He licks his lips, “and if I don’t?”

The soldier’s gaze sharpens, “I’d say you can’t stop me. But if you joined we could prevent many from our own fates.”

Clint’s heard Steve’s stories of Bucky Barnes, the man who fought for his friends and killed for his country. The man preserved in history books and war movies. One look at the soldier is all it takes to realize Bucky Barnes is dead. Bucky Barnes died when he fell from the train car door, and the Winter Soldier was born from his remains. 

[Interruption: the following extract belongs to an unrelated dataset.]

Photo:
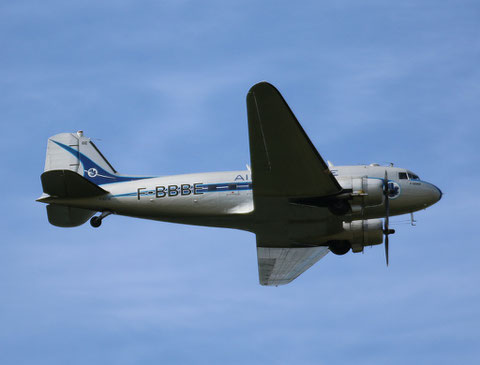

The Winter Soldier is bitterness and anger, loss and isolation. The Winter Soldier knows what its like to have somebody else calling the shots in your mind. The Winter Soldier has eyes like ice and a soul to bare them with. The Winter Soldier knows.

He won't remember what encourages him to take the man's hand, but he will remember it as the best decision he's ever made.

.

“Your eyes are blue.” Clint remarks one day. He's hallucinating, with gunshots ringing in his head, and a smirk that refuses to leave his mind.

It’s either too early in the morning or too late at night.

“Are they?” asks the soldier. 

Clint laughs, but it’s nowhere near humorous.

.

**Author's Note:**

> Thank you for reading! Hope you enjoyed, and comments and kudos are much appreciated:)!


End file.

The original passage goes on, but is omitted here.